A frustrating thing about humans is how we can have experiences and never learn from them. My mom has spent her life trying and succeeding at being an emotionally sound and giving person, and it’s the thing about her I try to emulate the most. I could talk endlessly about her very cool career that she’s worked so hard to get, or what an amazing mother she is, but the thing that impresses me about her above all is how she’s taught me that it’s always possible to be better, whatever ‘better’ means to you.
Also she sends me emails like this: “Happy national sandwich day!”

-Kate Dries


“Look at this wild bitch! I mean, she’s a killer. Like, she captures the room and slays them. Never shy, never dull. In her presence people are warmer, louder, and bawdier. She was scolded once by a fellow teacher, some BASIC and petty woman, for cussing in the teacher’s lounge. Can you believe that bullshit? My mother has to deal with bullshit all the time. I gave her guff and bullshit and enough eyerolls to collapse your sarcastic teenaged skull. She took it, though and still let me come into her bedroom at night to sob about boys.
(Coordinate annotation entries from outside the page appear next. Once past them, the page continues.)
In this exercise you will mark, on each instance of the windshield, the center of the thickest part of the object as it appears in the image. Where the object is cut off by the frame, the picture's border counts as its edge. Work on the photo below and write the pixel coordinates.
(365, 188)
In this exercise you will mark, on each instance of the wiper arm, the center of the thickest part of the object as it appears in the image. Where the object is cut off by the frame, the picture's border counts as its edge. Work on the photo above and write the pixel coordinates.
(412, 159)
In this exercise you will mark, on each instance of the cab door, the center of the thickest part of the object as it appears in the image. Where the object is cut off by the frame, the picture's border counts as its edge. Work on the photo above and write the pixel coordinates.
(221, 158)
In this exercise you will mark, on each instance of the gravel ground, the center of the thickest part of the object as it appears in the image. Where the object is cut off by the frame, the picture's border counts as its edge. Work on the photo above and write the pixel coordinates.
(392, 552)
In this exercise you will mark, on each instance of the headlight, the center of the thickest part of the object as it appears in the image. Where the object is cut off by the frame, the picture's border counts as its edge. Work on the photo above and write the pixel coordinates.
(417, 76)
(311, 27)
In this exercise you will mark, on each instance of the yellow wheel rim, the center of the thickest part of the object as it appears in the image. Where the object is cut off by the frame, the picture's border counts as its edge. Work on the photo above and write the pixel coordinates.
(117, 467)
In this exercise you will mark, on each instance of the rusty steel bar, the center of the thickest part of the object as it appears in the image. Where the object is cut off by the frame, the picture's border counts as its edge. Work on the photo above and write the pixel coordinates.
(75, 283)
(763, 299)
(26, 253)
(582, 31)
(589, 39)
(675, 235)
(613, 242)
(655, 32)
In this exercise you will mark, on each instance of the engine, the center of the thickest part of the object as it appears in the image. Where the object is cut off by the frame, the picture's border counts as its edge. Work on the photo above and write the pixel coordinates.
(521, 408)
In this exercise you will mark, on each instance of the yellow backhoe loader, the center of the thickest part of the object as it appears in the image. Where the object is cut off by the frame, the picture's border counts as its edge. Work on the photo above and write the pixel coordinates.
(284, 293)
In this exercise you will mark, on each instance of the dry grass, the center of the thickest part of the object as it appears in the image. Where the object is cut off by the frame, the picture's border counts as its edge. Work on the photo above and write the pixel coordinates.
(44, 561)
She’s a wild bushwoman of the San Fernando Valley, a Chilean exile who got her apartment tossed by a paramilitary unit in the 1970s. She’s got a toothless Chihuahua with bad attitude as her side kick, a heart as strong as a fist, and one lucky ass daughter.”

-Natasha Vargas-Cooper


I wish I had a photo of my mom somewhere like DragonCon or Ren Faire or one of the million other beyond-nerdy things to which she gamely allowed herself to be dragged over the years, never once making me feel like the enormous dork I was. Too bad I don’t have a video of her telling my high school debate coach that if anything happened to me while I was his responsibility, she’d literally [redacted for legal reasons]. Nor do I have a picture of her graduation from nursing school, which she got through partly by parking my too-young-for-school-aged brother and sister in front of Robin Hood: Prince of Thieves and The Bodyguard.
But I do have this picture from our trip to Ireland, which I snapped right after she got on her hands and knees to crawl halfway under a hedge to get the perfect picture of a sheep. It’s a great illustration of the best thing she ever gave me: a determined sense of adventure. Happy Mother’s Day, Mama.